Kurban Tidak di Masjid yang Sudah Berlimpah
PWMJATENG.COM – Apa tepat membahas kurban ketika pendemi yang belum benar-benar pungkas ini?! Tentunya akan muncul beragam jawaban dan argumentasi. Namun kiranya syari’at yang satu ini tak akan lekang walau di tengah pendemi. Karena memang kurban pada hahekatnya adalah puncak “penyembelihan” pada apa yang mungkin kita anggap sebagai sandaran akhir.
Seperti anggapan Khalilullah Ibrahim As. saat itu yang menganggap Ismail As. sebagai harapan akhir penerus risalahnya. Allah Swt. benar-benar Maha Cemburu dalam level ini. Kurban adalah ibadah yang tinggi. Sejak tragedi Qabil-Habil, kita paham hanya kurban terbaik yang diterima Allah Ta’ala.
Kenapa terbaik? Karena nilai gunanya yang paling bermanfaat. Domba gemuk tentu nilai guna lebih hebat dibanding domba kurus selama kita mampu. Namun, problem kekinian ternyata makin kompleks. Nilai guna saat ini telah meluas sampai ke aspek sosiologis.
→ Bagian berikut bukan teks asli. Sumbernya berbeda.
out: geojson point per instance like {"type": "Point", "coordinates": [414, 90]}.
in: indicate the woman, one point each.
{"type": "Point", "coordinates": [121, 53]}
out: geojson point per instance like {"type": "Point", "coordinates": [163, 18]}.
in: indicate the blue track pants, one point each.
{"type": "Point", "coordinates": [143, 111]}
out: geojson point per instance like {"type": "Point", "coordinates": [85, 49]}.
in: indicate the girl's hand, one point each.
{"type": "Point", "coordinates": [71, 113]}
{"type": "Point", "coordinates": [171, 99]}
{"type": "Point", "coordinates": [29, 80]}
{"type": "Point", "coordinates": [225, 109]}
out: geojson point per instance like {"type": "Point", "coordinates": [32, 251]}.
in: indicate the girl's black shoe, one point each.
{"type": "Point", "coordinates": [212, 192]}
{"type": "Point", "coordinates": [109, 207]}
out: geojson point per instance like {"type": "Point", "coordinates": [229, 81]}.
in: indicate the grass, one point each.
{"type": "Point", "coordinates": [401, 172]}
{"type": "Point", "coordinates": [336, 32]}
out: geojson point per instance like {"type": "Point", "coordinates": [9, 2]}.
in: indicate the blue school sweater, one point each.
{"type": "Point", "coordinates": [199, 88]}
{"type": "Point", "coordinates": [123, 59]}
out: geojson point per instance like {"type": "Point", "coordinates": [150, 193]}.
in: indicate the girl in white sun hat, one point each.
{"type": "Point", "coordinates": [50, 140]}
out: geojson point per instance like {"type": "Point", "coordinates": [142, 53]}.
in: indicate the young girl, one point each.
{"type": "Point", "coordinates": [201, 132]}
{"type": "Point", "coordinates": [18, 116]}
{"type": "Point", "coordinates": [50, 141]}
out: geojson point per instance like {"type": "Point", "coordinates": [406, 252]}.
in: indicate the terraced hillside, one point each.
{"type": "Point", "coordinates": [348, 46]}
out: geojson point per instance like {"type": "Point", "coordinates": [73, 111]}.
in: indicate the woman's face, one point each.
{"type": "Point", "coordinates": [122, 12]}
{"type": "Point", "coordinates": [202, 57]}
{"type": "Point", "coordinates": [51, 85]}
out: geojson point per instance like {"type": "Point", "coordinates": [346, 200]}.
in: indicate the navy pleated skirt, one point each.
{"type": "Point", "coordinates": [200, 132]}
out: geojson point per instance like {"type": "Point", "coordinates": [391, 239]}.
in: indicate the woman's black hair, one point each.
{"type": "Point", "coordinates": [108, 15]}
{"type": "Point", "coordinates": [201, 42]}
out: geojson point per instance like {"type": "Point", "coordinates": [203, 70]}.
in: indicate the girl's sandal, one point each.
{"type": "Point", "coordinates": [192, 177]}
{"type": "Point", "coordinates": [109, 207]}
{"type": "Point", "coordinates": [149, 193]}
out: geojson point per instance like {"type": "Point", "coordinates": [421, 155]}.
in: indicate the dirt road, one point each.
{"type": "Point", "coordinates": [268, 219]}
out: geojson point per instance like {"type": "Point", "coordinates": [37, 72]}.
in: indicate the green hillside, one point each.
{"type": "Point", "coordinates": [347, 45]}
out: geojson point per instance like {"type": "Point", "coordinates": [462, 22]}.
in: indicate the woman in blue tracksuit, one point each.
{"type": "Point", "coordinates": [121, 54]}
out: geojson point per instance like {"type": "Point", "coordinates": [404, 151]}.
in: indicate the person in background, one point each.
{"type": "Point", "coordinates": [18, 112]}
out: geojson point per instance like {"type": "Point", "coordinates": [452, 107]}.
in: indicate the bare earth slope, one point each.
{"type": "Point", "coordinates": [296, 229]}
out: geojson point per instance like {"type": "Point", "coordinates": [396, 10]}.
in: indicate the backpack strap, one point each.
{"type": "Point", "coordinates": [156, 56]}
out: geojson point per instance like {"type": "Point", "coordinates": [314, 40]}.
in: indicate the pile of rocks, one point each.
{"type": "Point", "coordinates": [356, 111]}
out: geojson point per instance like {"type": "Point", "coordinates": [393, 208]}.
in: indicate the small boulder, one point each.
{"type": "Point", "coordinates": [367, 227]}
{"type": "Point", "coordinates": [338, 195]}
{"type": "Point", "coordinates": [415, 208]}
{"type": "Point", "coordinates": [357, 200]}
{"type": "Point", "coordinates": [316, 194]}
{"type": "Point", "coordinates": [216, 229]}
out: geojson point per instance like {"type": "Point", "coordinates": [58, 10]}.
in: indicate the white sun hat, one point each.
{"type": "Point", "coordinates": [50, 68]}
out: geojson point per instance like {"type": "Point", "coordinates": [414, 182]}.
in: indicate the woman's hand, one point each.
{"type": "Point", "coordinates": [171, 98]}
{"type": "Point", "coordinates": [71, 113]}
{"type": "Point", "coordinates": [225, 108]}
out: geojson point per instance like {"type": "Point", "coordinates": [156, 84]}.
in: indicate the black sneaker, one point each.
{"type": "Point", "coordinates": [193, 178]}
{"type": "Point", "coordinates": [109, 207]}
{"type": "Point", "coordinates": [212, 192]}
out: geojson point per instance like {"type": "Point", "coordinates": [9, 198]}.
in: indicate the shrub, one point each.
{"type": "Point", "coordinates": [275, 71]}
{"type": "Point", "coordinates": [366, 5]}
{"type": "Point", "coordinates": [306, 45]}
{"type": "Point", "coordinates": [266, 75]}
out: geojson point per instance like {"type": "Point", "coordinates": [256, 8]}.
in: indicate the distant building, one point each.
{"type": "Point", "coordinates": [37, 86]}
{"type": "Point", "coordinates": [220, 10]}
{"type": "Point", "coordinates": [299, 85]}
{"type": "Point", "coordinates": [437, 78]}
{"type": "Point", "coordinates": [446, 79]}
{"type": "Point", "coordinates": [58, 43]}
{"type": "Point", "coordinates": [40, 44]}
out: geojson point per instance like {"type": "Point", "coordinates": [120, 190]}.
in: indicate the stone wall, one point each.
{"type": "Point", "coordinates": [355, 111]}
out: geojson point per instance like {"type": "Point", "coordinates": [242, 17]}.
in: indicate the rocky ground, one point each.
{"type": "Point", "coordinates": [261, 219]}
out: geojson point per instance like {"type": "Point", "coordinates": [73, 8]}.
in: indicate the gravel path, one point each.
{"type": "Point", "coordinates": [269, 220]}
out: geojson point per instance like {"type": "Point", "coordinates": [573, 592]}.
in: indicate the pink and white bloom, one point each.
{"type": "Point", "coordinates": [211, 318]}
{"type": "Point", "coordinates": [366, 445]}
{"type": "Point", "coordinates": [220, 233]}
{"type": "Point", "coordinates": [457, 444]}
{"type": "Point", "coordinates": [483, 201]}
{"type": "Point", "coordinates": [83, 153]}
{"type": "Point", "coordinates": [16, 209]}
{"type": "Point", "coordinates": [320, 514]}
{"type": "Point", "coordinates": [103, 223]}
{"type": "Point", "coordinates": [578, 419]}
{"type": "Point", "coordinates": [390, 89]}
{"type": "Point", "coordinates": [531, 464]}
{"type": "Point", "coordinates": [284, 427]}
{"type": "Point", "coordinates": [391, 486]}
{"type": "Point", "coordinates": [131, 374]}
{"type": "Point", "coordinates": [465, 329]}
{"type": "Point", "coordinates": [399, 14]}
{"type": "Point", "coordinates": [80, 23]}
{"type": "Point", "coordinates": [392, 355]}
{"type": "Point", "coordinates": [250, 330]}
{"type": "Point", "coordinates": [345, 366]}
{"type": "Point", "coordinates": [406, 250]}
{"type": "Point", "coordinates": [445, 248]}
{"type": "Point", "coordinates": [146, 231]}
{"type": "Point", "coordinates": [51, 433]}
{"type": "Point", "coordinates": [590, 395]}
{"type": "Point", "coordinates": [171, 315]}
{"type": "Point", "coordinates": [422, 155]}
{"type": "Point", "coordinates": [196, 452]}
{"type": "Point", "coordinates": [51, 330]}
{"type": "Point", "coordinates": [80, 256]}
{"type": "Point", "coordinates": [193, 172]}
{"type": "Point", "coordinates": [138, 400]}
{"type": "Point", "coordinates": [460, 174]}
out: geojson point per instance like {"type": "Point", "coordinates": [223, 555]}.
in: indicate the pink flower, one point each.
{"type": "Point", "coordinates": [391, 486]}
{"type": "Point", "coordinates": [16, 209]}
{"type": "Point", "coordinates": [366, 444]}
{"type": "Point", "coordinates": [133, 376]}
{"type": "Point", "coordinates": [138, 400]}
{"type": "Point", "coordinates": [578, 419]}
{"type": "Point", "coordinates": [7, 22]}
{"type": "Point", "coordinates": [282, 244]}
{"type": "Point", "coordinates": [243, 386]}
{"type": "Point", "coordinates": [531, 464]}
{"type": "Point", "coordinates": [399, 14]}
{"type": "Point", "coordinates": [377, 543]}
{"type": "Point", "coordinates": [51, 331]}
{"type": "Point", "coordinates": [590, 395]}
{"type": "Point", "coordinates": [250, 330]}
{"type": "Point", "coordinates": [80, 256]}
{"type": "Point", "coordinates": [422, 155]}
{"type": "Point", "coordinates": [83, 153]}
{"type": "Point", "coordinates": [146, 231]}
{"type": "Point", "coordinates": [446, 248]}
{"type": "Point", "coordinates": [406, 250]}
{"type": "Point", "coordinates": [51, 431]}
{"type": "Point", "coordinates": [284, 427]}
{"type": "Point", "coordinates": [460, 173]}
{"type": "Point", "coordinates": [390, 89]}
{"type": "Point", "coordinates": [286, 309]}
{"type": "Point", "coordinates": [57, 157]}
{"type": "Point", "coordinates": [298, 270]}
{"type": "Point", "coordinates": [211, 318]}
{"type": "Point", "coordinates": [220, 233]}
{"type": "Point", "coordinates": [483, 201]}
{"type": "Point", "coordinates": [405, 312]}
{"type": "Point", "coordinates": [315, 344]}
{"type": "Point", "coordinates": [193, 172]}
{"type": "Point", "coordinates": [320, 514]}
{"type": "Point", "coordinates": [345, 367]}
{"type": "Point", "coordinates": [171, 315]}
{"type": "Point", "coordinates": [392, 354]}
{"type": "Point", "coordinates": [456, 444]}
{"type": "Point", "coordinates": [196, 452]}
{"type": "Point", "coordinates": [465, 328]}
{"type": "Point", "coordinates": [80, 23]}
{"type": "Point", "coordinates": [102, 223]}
Ada masjid-masjid yang berlimpah kurban, ada masjid di pelosok yang minim. Bukan karena kesadaran, namun lebih karena kemiskinan. Masih ditambah bila bencana alam dan pendemi hadir. Maka nilai guna yang bersifat pemerataan menjadi sangat urgen.
Baca juga, Dirikan SD Muhammadiyah Tahfizul Qur’an Dukuhbenda, Ketua PRM : Kami Terus Bergerak
Dari sekian dialog dengan sahibul kurban, “Kenapa masih berkurban di masjid sebelah rumah walaupun tahu sudah melimpah?” Rata-rata karena pakewuh dengan takmir, jamaah, orang tua, panitia atau tetangga sekitar. Rasa pakewuh ini demikian dominan mengalahkan rasa pamer. Bisa dicek besok ketika kurban, bagaimana panitia kurban dengan bangga mendendangkan banyak-banyakan kurban di masjidnya.
Banyak?! Tolong, di luar sana masih banyak yang tidak menikmati daging kurban. Di sana, di tempat-tempat terpencil, di tengah bencana, di daerah miskin. Ingatlah, kita tidak disuruh menyembelih anak kita. Kita cuma disuruh “menyembelih” rasa selain yang Allah. Memang dikira lillaahi ta’ala itu mudah?! Kita diminta untuk tidak lil takmir, tonggo atau mertua. Sudah Allah saja. Biar mereka para makhluk tidak tahu dan tidak paham kita berkurban, yang penting Allah tahu.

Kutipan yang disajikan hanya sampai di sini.